Pierre Bonnard, The White Interior, 1932

There is always color, it has yet to become light.

Pierre Bonnard

It’s not just the colors that radiate in a Bonnard; there’s also the heat of mixed emotions, rubbed into smoothness, shrouded in chromatic veils and intensified by unexpected spatial conundrums and by elusive, uneasy figures.

Roberta Smith

Roberta Smith’s review of Pierre Bonnard: The Late Interiors at the Metropolitan Museum of Art makes an intriguing connection between color and time. “As we move from canvas to canvas,” she writes, “we feel the days pass and time stand still. Everything moves around, but nothing changes.” As Bonnard’s vessel for light, color conveys the moment between time and timelessness, stillness and action, then…and now. We don’t look into the future in these paintings, but poise ourselves between past and present. Reflection and reaction merge. Meditation and motion blur.
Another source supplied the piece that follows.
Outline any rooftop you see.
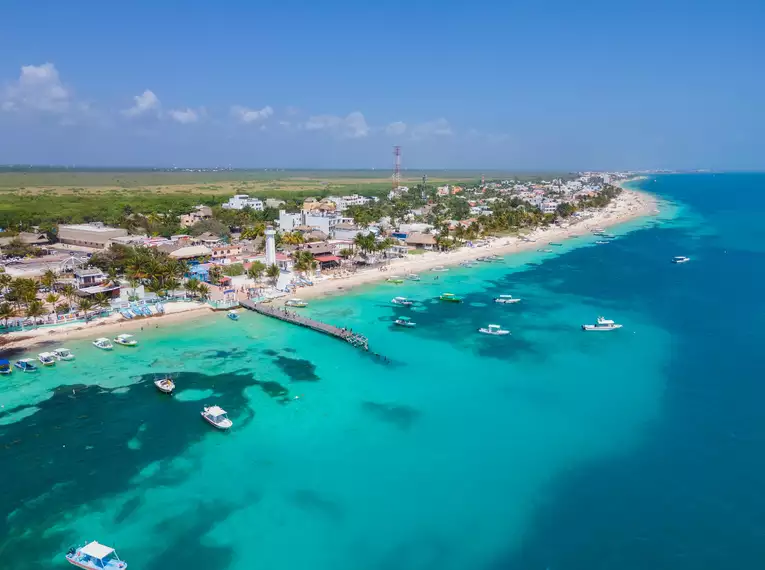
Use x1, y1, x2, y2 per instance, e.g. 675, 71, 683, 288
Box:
59, 224, 121, 233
As Smith evocatively notes: “The time in the paintings is also deepened by furtive movements and rustlings, mostly thanks to Bonnard’s figures. They often seem to shift about, partly because we can look right at them for a while before we actually see them. Our shock that they have been there all along, or have just arrived, somehow prolongs the painting into an event.” An event occurs, or does it? Or did it? Something mysterious happens in these paintings as nothing happens. There aren’t any stories, really. Only a flash—a pause, caesura, a blink—as color becomes light and time turns into space.